Each graduate was called forward and got a personal word of congratulations from his mentor. It went in alphabetical order. Although Tonio wasn’t at the end of the alphabet, he became restless. At first he had laughed out loud at the various form teachers’ wisecracks, but now even his smile had started to fade. Finally it was his turn to be handed his diploma. Miriam and I pushed our way up front.
Tonio’s mentor (his biology teacher) had, in his speeches, assigned an animal to each of his charges. He handed Tonio a framed photo collage that included a portrait of Tonio in 2000, his first year in the class (short hair and glasses); a portrait of him in 2006, shortly before his exams (long hair, no glasses); and in between them, a photo of a giant panda.
‘… Tonio, ladies and gentlemen, has the good-naturedness and cuddle factor of a panda. Inversely, he also shares the panda’s defencelessness and vulnerability, making him a bit of a pushover …’
Fortunately, I will never forget it, because with the sun’s help it was burned into my memory: how Tonio, slightly dizzy, meandered toward us through the tightly packed crowd, his diploma and the panda under his arm. We embraced him again, this time more ceremoniously. He pulled a face that seemed to say: Was that everything? It was already behind him. I recalled my own post-graduation lustrelessness of 1 June 1969.
Miriam asked him how he liked the speech. Tonio wiggled his hands: so-so. Pushing it. He didn’t fancy being branded as good-natured and defenceless — no way, that wasn’t him at all.

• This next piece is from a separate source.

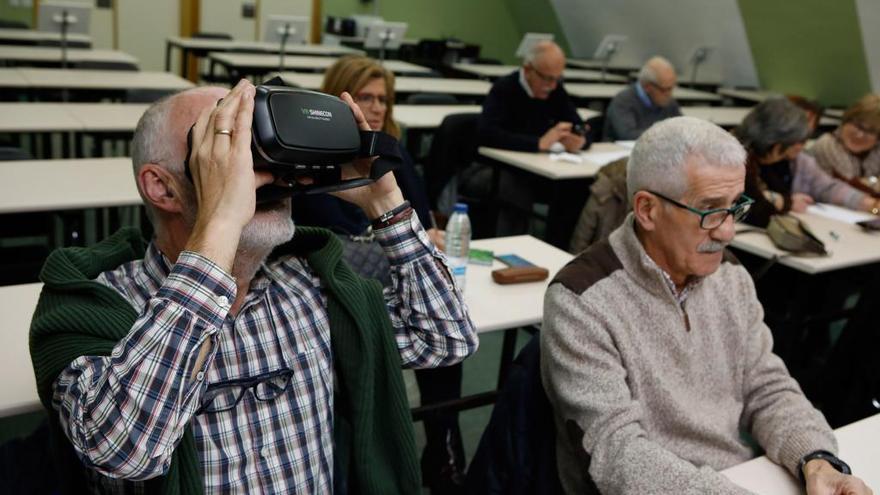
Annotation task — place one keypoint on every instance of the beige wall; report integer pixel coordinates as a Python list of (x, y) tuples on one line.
[(284, 7), (224, 16), (143, 27)]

‘Cuddle factor, okay,’ he said with a grimace. ‘You can always shake it off.’
His eyes wandered restlessly toward a couple of ex-classmates, who beckoned him. He handed us the diploma and panda collage for safekeeping. ‘I was going to hit a few parties with the guys.’
‘Been invited?’
‘Don’t have to be.’
‘D’you remember when you gave that party three years ago, you and your friends kicked out a few party crashers? There was a police car at the door when Miriam and I got home.’

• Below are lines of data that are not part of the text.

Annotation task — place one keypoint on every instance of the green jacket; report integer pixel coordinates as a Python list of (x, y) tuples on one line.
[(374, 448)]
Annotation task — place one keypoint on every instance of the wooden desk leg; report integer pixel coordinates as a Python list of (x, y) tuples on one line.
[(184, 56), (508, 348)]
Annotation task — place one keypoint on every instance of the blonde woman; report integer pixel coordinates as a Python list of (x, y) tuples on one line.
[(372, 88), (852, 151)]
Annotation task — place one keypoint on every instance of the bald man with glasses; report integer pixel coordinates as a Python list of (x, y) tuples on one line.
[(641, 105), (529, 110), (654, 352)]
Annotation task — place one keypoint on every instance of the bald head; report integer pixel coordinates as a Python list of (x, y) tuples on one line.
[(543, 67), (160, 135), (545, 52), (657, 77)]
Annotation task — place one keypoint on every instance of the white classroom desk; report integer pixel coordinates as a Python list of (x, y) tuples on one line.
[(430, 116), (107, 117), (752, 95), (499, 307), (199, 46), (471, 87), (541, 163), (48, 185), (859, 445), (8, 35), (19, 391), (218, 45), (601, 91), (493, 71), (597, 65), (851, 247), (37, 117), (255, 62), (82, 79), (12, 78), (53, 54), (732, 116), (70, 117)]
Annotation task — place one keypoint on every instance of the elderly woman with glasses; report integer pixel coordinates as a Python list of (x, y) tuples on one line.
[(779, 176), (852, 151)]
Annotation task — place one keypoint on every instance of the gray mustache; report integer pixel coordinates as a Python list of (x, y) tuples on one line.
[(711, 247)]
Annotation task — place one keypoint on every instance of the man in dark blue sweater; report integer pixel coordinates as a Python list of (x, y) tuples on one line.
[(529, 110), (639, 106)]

‘And we didn’t even need them by then,’ he said. ‘Who says I’m defenceless?’*
[* Author’s note: After having written this paragraph yesterday, this morning’s paper (25 August 2010) sported two front-page photos of a newborn giant panda. The first photo, taken from a CCTV image, showed mother Yang Yang with the cub in her mouth. It is so tiny that at first glance you think of a premature foetus. The second picture shows Yang Yang, with her front paw, cradling the resting minuscule creature. Caption: ‘Giant pandas are seldom born in captivity in Europe.’ The mother, her sad eyes sunk in pools of runny mascara, looks up at the camera.]
20
So as not to rub Tonio the wrong way, Miriam did not add ‘the three pandas’ to the portrait gallery right away, but from the very first day the collage did hang on the landing, months later, it seemed (to me, at least) that the biology teacher’s ‘defenceless’ pronouncement has started to seep onto the adjacent photos. It wasn’t like I wanted to admonish Tonio not to ‘let them walk all over you’ every time I left the toilet. It went deeper than that. What I saw in passing, or thought I saw, even out of the corner of my eye, was a glimpse of a vulnerable life.

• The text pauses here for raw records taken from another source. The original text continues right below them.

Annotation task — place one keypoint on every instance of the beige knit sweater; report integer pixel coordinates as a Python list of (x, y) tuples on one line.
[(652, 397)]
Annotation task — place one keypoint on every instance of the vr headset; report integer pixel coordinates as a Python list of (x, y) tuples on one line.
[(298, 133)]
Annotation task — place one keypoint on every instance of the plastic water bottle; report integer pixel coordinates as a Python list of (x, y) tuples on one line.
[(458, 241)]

I also had this with snapshots of murdered children, like those shown in missing-person programmes on TV. Rowena Rickers, the Nulde girl who had been chopped in pieces … The sisters from Zoetermeer, whose father smothered them with a pillow … Despite the trust with which they looked into the camera, I believed I read a premonition of the inevitable, their gruesome deaths, in their laughing eyes. Of course, you could label it as 20/20 hindsight. But maybe a projection, like a magnifying glass or an X-ray, makes visible something that has previously gone unnoticed.
So what was it about that unmistakable vulnerability I observed — over so many different periods! — on Tonio’s face? I noticed it as much under the impudent brim of the cap between Merel and Iris as behind the nerdy Dorus glasses. How could my original fondness for those photos have been transformed into permanent anxiety?